The JASCO FT/IR-410 (Japan Spectroscopy Co., Ltd., Tokyo, Japan) was used to determine the IR absorption spectra using the KBr tablet method. The number of integration times was 16 times, the resolution was 4 cm−1, and the measurement wavenumber range was from 4000 to 400 cm−1. Samples were mixed with potassium bromide (KBr) at a ratio of 1/20 (sample/KBr) by weight and compressed by manual pressing. Background correction was performed using compressed KBr alone.

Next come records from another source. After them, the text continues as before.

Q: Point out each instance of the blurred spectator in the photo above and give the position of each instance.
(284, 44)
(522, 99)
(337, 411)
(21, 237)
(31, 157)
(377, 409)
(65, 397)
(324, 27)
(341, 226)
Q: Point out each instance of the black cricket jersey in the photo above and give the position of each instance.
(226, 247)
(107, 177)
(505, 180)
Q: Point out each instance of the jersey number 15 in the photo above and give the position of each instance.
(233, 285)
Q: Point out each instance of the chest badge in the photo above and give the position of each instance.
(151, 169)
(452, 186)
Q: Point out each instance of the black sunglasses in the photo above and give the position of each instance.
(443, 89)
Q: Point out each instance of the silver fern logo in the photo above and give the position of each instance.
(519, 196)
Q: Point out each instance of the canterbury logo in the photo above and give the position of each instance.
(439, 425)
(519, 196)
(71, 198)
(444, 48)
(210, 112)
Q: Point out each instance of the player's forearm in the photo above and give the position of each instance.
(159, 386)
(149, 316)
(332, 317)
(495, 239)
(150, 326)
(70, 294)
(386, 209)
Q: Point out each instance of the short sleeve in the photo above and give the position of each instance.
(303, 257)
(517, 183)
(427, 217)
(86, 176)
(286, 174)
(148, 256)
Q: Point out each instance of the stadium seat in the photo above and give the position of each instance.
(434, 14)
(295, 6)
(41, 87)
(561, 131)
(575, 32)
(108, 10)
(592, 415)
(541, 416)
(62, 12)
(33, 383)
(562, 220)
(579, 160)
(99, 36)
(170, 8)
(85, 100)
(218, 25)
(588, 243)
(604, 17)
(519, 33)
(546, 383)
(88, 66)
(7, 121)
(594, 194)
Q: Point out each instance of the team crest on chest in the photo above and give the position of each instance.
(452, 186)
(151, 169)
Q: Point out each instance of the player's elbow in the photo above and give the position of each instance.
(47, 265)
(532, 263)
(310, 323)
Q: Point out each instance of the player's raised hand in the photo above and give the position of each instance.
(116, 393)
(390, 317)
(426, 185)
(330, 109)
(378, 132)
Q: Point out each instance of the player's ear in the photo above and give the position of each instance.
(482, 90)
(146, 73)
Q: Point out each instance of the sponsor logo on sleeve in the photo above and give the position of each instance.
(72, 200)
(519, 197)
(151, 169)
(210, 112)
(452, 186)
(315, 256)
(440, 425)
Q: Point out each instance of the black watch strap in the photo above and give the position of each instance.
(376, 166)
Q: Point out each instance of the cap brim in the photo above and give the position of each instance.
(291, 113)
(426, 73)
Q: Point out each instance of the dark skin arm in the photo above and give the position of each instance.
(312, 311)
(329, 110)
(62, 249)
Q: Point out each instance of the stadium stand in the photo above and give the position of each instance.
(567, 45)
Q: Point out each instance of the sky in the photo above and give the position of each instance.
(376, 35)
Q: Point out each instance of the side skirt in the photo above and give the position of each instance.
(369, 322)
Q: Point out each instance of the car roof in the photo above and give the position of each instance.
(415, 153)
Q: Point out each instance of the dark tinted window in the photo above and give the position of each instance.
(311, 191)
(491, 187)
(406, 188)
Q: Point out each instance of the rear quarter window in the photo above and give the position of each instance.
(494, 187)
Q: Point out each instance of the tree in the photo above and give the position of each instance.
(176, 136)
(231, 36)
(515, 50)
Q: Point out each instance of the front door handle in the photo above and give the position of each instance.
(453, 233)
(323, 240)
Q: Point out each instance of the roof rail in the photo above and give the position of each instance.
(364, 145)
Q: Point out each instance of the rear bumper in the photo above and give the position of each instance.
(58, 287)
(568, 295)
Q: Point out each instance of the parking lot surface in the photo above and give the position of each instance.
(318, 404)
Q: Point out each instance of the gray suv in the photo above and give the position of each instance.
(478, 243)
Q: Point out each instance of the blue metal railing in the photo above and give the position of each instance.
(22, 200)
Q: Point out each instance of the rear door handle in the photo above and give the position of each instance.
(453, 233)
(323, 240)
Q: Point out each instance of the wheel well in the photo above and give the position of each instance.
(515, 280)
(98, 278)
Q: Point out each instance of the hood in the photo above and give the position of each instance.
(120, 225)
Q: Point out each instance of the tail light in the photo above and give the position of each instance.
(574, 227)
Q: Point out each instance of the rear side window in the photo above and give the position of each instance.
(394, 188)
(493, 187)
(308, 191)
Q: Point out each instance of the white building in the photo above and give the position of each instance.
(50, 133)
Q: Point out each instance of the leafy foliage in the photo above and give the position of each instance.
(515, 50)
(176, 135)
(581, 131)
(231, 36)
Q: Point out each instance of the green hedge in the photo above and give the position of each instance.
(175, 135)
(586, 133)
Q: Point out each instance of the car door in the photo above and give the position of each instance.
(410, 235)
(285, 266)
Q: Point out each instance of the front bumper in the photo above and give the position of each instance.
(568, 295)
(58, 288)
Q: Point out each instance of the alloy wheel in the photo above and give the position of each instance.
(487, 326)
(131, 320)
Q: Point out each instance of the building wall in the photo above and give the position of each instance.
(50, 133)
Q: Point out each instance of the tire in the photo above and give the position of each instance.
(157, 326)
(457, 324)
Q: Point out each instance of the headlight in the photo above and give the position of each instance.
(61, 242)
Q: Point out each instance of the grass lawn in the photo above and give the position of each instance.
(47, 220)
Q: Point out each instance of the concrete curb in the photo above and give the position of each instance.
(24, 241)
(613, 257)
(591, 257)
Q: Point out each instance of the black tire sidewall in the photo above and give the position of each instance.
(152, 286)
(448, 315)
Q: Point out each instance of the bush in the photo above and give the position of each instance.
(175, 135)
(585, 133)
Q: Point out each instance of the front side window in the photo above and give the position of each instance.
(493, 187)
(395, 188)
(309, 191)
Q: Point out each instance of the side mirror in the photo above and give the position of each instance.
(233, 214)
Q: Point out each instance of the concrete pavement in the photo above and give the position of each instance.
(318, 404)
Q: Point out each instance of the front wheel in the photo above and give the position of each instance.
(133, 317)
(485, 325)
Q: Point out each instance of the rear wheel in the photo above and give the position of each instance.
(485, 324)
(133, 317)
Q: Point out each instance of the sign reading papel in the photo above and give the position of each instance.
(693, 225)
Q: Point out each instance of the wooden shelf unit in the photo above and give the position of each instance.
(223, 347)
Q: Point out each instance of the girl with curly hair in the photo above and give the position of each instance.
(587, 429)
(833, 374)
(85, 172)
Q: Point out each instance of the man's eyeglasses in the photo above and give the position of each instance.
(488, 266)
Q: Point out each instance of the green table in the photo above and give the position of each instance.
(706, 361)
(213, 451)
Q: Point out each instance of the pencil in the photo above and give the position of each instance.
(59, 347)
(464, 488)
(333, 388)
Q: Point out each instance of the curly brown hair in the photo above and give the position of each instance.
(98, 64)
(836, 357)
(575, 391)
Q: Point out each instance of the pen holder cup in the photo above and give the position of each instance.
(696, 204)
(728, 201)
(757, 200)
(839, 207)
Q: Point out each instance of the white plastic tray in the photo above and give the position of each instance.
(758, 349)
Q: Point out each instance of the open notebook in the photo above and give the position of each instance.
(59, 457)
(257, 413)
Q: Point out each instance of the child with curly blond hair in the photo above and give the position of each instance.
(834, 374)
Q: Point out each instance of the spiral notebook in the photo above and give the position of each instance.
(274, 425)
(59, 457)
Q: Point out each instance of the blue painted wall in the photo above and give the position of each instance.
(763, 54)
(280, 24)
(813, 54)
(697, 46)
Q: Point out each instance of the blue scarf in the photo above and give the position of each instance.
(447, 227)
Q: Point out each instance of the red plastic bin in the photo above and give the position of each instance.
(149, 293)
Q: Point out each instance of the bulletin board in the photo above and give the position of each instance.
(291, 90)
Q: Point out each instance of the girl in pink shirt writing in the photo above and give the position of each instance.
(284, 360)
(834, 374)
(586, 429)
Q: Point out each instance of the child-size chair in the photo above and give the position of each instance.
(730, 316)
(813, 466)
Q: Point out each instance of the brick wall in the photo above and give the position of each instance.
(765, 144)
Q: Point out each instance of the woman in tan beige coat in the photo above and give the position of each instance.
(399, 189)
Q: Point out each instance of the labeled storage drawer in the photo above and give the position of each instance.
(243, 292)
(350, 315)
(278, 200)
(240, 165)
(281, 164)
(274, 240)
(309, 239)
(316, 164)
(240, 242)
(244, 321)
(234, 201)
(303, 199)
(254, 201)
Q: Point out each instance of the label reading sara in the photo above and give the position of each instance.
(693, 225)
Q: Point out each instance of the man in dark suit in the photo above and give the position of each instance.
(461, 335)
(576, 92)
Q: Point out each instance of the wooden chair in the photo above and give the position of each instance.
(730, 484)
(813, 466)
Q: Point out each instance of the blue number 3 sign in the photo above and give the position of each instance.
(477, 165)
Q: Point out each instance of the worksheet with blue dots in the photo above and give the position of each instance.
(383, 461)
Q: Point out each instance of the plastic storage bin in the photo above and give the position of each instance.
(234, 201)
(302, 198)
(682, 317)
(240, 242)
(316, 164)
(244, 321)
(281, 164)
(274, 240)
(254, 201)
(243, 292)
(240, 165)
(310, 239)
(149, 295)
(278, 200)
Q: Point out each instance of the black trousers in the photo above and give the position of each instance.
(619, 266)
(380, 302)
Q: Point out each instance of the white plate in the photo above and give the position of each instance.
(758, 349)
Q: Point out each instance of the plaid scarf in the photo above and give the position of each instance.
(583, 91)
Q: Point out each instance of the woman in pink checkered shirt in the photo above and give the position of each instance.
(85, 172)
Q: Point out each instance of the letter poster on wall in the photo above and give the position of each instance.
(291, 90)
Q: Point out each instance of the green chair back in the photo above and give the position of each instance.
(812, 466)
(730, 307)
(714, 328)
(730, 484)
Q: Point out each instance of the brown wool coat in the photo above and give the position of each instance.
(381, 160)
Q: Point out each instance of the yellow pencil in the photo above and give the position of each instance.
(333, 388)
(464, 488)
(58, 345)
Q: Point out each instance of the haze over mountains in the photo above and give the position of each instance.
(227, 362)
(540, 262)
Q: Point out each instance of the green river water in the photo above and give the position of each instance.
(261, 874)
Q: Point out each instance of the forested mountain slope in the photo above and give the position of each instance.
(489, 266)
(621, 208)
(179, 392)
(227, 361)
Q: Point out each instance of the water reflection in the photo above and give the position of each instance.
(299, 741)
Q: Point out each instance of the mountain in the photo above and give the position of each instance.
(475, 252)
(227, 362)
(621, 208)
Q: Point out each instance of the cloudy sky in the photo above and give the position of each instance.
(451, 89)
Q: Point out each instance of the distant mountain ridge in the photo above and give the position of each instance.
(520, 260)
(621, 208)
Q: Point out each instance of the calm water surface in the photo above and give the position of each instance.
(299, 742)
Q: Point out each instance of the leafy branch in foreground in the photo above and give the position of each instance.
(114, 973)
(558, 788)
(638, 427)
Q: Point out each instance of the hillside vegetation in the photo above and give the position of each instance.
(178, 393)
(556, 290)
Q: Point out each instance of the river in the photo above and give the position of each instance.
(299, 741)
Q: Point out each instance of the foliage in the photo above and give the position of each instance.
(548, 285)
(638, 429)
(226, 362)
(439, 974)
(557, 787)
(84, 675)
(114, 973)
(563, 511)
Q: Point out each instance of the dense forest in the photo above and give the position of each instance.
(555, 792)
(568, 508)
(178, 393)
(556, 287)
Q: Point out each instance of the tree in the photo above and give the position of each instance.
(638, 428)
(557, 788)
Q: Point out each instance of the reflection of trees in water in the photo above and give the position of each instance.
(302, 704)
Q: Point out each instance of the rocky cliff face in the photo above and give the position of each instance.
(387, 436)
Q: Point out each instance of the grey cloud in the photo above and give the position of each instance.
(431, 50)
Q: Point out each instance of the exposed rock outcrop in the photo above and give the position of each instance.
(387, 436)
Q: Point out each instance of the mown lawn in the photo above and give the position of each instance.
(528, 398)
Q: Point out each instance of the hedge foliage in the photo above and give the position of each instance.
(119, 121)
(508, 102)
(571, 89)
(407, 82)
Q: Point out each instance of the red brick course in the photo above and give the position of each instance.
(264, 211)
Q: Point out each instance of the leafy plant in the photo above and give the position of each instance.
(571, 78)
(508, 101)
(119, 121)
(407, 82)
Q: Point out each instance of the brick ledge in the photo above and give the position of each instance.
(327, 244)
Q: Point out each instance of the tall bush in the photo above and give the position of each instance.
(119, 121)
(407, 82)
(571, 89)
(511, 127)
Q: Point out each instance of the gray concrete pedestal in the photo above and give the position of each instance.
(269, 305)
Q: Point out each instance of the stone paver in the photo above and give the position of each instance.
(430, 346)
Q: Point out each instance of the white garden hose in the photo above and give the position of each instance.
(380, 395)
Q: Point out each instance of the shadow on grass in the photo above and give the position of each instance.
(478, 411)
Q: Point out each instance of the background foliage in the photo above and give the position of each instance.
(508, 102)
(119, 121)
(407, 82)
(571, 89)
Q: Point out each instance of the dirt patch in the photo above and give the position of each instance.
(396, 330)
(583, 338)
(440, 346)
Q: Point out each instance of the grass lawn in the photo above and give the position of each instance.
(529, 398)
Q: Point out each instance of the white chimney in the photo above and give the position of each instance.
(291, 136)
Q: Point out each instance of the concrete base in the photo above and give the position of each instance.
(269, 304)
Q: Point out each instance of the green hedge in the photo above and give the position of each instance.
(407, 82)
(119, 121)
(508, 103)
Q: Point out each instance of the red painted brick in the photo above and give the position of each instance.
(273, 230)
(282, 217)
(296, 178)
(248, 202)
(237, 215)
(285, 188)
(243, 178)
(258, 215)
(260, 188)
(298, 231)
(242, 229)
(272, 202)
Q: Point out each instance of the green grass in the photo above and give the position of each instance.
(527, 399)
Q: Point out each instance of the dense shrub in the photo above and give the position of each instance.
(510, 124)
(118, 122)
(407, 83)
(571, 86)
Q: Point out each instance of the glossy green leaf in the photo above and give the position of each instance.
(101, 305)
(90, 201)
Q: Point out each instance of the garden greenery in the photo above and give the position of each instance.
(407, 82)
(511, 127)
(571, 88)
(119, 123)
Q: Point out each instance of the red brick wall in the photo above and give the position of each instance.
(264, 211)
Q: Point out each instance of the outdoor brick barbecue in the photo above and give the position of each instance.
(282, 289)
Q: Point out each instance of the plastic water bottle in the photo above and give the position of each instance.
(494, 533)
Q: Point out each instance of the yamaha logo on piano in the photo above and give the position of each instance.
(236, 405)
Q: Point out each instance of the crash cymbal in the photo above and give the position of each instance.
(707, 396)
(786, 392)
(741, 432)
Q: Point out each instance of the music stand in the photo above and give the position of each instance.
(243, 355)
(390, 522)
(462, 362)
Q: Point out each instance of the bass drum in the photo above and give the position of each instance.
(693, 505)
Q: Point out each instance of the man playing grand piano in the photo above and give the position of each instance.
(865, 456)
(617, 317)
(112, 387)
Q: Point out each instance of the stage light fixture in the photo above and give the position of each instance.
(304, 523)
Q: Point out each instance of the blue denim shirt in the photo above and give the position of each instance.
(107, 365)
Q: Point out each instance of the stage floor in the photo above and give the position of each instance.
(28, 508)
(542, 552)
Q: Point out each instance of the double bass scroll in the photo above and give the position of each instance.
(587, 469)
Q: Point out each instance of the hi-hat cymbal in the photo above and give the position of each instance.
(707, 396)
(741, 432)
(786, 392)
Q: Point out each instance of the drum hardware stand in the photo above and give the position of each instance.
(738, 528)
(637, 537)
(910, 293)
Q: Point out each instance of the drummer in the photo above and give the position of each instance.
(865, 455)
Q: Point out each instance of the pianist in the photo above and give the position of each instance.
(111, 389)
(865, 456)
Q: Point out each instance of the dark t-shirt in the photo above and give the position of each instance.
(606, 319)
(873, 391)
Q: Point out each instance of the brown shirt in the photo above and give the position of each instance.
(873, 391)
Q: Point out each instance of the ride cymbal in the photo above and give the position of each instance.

2.3.4. Near Infrared (NIR) Spectroscopy

NIR spectroscopy measurements were performed using a NIR Flex N-500 spectrometer (Nippon Buchi). Each sample was placed in a sample holder, and the spectra were collected for 8 s in the range of 10,000–4000 cm−1 at 25 °C using a cell with a 1 mm optical path length.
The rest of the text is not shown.